Laporan Wartawan TribunnewsDepok.com, M Rifqi Ibnumasy
TRIBUNNEWSDEPOK.COM, PANCORAN MAS - Satuan Polisi Pamong Praja (Satpol PP) Kota Depok mengambil tindakan tegas dengan merobohkan ratusan bangunan ilegal yang berdiri kokoh di sepanjang Jalan Raya Keadilan, Pancoran Mas, Kamis (10/9/2026).
Penertiban ini menyasar bangunan liar yang nekat berdiri di atas lahan bantaran kali sehingga kerap kali menimbulkan kemacetan dan banjir.
"Total bangunan liar yang ditertibkan mencapai 220 unit," kata Kepala Satpol PP Kota Depok, Dede Hidayat, di lokasi acara, Kamis (10/9/2026).
Baca juga: Pemkot Depok Gusur 120 Bangunan Liar di Jalan Pasir Putih Sawangan, Diduga Jadi Penyebab Banjir
Selain menurunkan puluhan personel gabungan, Satpol PP juga mengerahkan armada alat berat excavator untuk meratakan material bangunan.
Dede mengungkapkan bahwa eksekusi ini merupakan penegakan Peraturan Daerah (Perda) sekaligus langkah konkret merespons laporan dan aduan warga terkait pemicu banjir lokal.

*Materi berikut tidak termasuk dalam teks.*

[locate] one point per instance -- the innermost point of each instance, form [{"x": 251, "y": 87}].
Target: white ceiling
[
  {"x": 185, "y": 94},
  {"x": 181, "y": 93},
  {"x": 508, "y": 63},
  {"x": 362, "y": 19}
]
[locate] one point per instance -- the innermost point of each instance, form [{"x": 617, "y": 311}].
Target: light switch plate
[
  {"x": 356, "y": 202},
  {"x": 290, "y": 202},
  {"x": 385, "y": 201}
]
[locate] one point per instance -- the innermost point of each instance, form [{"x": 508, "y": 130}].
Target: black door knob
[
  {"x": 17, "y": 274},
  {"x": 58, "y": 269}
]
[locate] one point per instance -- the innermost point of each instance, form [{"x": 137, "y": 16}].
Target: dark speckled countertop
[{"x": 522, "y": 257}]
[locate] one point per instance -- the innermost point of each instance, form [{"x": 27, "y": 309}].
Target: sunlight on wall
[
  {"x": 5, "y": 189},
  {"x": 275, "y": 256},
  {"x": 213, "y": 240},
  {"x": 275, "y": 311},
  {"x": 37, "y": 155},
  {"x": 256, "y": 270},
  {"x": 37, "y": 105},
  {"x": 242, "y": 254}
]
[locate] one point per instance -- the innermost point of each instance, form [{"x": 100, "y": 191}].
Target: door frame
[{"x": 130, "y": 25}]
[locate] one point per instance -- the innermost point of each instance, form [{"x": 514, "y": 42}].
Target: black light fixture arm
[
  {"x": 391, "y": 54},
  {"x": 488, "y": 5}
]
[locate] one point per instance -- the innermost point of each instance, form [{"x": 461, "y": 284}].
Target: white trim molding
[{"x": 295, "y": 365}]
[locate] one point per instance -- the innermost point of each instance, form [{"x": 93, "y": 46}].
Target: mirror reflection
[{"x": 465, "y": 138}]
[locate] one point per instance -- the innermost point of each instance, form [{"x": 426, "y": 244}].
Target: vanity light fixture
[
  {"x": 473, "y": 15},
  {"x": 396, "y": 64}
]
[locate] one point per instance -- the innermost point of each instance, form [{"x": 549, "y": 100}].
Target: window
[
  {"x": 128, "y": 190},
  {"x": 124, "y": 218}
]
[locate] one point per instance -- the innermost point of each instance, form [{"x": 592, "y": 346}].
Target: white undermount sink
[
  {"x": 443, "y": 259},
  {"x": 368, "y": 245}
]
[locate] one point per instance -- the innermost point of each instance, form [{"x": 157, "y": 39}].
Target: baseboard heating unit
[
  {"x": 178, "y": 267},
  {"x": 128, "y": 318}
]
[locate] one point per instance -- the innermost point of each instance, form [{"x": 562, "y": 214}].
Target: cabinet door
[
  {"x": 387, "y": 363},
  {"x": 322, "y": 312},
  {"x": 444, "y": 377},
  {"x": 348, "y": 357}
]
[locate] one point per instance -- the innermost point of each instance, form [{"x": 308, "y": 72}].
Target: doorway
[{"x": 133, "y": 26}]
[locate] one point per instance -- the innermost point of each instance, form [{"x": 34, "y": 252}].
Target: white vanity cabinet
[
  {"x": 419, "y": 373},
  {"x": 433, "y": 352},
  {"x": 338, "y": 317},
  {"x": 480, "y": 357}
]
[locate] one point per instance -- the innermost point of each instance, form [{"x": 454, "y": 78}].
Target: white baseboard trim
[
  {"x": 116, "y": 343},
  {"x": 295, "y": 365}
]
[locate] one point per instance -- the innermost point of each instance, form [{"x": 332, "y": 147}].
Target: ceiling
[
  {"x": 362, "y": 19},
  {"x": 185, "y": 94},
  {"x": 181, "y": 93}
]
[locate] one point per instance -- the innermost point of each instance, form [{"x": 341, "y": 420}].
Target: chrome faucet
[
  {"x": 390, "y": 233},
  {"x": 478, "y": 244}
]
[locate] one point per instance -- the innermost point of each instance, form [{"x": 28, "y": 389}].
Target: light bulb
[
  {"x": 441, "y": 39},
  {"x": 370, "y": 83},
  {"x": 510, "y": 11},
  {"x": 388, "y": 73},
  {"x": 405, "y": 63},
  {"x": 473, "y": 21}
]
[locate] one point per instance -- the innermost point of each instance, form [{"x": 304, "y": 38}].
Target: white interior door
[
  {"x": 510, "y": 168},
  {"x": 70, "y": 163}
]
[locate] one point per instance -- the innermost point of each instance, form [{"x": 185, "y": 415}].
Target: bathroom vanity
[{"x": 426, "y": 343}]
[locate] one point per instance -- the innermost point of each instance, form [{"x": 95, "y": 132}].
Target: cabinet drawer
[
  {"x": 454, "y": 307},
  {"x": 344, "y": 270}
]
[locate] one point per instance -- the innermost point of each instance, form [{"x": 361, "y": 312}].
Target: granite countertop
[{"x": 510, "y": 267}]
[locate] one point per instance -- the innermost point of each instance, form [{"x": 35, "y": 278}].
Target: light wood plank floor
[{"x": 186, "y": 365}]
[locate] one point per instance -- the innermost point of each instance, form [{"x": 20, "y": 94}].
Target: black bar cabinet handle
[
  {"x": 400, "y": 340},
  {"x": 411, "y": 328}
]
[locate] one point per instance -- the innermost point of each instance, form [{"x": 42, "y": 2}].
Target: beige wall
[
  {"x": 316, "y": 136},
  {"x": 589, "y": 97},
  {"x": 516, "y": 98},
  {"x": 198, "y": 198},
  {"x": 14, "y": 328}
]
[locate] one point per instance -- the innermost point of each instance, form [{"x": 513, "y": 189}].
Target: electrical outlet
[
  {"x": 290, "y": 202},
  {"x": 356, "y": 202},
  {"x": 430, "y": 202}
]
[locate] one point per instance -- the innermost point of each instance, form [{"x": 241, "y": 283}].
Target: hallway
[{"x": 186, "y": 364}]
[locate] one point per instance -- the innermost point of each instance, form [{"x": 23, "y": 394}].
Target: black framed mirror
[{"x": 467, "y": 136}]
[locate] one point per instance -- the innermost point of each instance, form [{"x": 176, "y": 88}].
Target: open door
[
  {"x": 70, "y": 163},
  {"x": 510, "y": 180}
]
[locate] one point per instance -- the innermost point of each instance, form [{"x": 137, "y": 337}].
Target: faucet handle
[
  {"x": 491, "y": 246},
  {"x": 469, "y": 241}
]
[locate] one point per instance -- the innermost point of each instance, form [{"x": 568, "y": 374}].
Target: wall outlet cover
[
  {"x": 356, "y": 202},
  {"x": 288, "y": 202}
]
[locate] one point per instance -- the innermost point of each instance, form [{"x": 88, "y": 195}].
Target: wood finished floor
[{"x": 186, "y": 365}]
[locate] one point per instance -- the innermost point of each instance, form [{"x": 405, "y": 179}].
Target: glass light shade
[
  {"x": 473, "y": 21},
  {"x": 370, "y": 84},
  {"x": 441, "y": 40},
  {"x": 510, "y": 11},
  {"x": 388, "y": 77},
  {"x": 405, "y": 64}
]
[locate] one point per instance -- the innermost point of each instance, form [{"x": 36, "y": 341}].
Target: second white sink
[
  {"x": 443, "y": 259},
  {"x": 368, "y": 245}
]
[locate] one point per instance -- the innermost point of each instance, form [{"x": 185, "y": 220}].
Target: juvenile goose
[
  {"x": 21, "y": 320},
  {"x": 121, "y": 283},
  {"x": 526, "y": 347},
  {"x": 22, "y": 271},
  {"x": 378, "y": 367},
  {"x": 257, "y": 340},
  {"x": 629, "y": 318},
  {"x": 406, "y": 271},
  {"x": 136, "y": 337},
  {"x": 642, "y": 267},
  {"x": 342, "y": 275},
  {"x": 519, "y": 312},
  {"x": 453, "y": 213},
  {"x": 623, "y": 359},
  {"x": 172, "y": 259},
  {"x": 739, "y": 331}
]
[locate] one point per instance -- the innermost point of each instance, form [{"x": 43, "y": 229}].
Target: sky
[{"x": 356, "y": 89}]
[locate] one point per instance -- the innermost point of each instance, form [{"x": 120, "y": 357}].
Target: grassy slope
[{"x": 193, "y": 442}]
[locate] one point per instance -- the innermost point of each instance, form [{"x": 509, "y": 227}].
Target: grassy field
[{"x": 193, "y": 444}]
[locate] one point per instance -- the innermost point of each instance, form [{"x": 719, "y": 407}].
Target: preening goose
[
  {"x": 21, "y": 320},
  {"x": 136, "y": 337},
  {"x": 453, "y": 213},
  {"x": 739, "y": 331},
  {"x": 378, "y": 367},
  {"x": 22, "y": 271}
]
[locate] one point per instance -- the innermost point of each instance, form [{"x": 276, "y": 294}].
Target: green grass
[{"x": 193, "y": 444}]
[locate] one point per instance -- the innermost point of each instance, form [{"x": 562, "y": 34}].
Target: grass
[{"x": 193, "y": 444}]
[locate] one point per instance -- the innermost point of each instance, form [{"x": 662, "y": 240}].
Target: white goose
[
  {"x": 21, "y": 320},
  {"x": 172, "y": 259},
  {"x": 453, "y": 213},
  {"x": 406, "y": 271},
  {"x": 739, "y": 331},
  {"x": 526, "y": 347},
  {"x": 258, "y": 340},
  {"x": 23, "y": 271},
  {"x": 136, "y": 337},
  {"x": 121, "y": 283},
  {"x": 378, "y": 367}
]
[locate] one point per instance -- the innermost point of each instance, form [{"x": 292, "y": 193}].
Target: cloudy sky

“Jalur ini emang beberapa kali laporan masuk ke hotline kami bahwa ada beberapa (titik) banjir ya yang disebabkan ada penyumbatan dari saluran air yang dibangun oleh pemilik-pemilik toko yang berdiri di atas tanah lahan Pemerintah Kota Depok,” ujarnya.
Persiapan Proyek Pelebaran Jalan
Selain fokus pada normalisasi fungsi saluran air dan penanganan banjir, pengosongan lahan sepanjang koridor tersebut dirancang sebagai tahap awal pengondisian area untuk proyek pelebaran jalan.
Langkah ini diambil Pemkot Depok guna memperluas akses transportasi jalan utama di wilayah Kelurahan Rangkapan Jaya Baru agar arus kendaraan yang kerap tertahan dapat mengalir lancar.
Selama proses pembongkaran, petugas di lapangan menerapkan kriteria selektif terhadap status kepemilikan aset warga.
“Bangunan yang kita tertibkan hari ini tidak punya status legal resmi. Sementara bangunan yang kita biarkan berdiri rata-rata sudah punya sertifikat dan AJB,” jelasnya.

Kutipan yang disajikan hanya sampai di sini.